Kapitel achtzehn

Als James zu Hause ankam, war alles still. Er war bei der Arbeit gewesen, hatte einen Tanker von der Flussmündung in den Hafen von Hull gebracht. Eine kurze Schicht ohne Komplikationen. Ohne Geistererscheinungen. Mit dem Kapitän hatte er schon vorher ein paarmal zusammengearbeitet, und sie verstanden sich gut. Als er auf der Landspitze auf das Boot wartete, das ihn zu dem Schiff bringen sollte, schaute James zu Wendys Haus hinüber und sah, dass die Vorhänge zugezogen waren. Dahinter brannte Licht, und er glaubte, eine Bewegung wahrzunehmen. Nicht ein Schatten. Zwei. Doch dann rief Stan, der andere Steuermann, ihn aufs Boot, und er war sich nicht sicher. Schließlich ging es ihn ja auch nichts an.

Alles war also wie immer gewesen, bis er vor seiner Haustür stand, die Schlüssel schon in der Hand. Dann, auf einmal, fing er an zu zittern. Er musste sich am Türpfosten abstützen. Plötzlich überkam ihn eine nicht greifbare Angst, dass irgendetwas Furchtbares passiert sein musste. Auf einmal war er wieder der junge Mann, der nach Hause kam, um schlechte Neuigkeiten zu erfahren. Nervös drehte er den Schlüssel im Schloss und stieß die Tür auf.

«Emma. Emma, bist du da?»

Sie kam in den Flur, um ihn zu begrüßen.

«Natürlich. Was ist denn los?»

Er antwortete nicht gleich. Er hörte die Stimme einer fremden Frau, dann wurde ihm klar, dass sie aus dem Radio kam. Er versuchte, seine Fassung wiederzugewinnen.

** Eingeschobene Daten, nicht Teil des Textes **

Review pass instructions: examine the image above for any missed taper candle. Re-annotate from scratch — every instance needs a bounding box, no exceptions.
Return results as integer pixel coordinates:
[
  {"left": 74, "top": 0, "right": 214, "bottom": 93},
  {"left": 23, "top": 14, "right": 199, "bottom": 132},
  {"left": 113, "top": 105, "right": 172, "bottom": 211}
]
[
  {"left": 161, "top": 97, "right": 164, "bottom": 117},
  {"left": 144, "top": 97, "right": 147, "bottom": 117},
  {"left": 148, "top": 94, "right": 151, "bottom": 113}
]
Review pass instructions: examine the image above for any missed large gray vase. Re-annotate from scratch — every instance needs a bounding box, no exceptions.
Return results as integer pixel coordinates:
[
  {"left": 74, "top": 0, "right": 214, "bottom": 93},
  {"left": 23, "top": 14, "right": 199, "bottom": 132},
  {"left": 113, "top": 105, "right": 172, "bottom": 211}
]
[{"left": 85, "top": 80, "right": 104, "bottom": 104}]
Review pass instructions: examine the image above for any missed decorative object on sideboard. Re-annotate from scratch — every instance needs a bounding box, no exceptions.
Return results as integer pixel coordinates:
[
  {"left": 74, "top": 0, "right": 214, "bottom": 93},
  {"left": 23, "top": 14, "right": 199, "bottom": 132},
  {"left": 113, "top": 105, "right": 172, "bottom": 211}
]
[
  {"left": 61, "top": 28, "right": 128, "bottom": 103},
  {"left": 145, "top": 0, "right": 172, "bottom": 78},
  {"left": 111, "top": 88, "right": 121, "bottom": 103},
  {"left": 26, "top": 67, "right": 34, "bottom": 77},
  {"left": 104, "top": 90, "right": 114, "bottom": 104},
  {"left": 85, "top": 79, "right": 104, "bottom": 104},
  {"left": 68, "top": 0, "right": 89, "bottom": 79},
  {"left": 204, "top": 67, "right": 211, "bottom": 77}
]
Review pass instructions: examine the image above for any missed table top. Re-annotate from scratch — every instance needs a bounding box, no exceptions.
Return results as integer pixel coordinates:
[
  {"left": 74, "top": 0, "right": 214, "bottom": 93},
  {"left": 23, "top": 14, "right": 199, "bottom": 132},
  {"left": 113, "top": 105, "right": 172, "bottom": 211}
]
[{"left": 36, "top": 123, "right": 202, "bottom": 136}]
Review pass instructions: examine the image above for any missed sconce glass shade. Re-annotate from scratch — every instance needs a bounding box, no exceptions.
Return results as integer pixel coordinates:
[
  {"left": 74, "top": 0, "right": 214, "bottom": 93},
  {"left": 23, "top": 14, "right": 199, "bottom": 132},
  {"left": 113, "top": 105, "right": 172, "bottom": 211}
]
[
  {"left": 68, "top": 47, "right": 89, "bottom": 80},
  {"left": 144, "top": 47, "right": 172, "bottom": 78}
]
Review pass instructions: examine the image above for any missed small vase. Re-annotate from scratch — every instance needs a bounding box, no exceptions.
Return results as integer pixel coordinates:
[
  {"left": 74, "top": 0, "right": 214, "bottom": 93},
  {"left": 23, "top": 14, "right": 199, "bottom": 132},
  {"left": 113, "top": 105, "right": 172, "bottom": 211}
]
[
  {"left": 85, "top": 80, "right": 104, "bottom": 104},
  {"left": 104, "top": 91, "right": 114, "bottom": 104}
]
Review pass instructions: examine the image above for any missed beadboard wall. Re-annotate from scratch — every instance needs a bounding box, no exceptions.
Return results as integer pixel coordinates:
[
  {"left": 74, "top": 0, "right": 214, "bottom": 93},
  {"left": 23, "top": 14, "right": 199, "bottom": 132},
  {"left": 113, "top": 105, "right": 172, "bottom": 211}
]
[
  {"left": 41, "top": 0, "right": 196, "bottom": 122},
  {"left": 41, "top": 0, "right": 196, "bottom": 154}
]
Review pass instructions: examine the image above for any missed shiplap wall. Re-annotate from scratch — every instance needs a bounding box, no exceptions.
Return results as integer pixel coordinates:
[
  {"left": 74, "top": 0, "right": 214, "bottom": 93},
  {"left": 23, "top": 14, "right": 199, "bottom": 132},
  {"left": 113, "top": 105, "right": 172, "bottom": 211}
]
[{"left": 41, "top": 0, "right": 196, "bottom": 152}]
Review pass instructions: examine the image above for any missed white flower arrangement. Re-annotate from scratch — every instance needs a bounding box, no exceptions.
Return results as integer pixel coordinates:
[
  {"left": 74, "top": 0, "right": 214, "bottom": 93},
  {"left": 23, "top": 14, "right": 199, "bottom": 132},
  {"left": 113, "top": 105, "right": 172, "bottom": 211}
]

«Nichts ist los. Ich wusste nur nicht, was ich hier vorfinden würde. Ich meine, welches Chaos Christopher vielleicht angerichtet hat.»

Emma runzelte die Stirn. «Um den brauchst du dir keine Gedanken mehr zu machen. Er ist weg. Hat sich noch nicht mal die Mühe gemacht, Auf Wiedersehen zu sagen.»

Er ging hinter ihr her in die Küche und sah, dass sie gebacken hatte. Auf einem Kuchengitter waren Rosinenbrötchen zum Auskühlen ausgebreitet. Emma machte das Radio aus und verzog das Gesicht.

«Sehen nicht so toll aus, oder? Keine Ahnung, wieso sie nicht aufgegangen sind.»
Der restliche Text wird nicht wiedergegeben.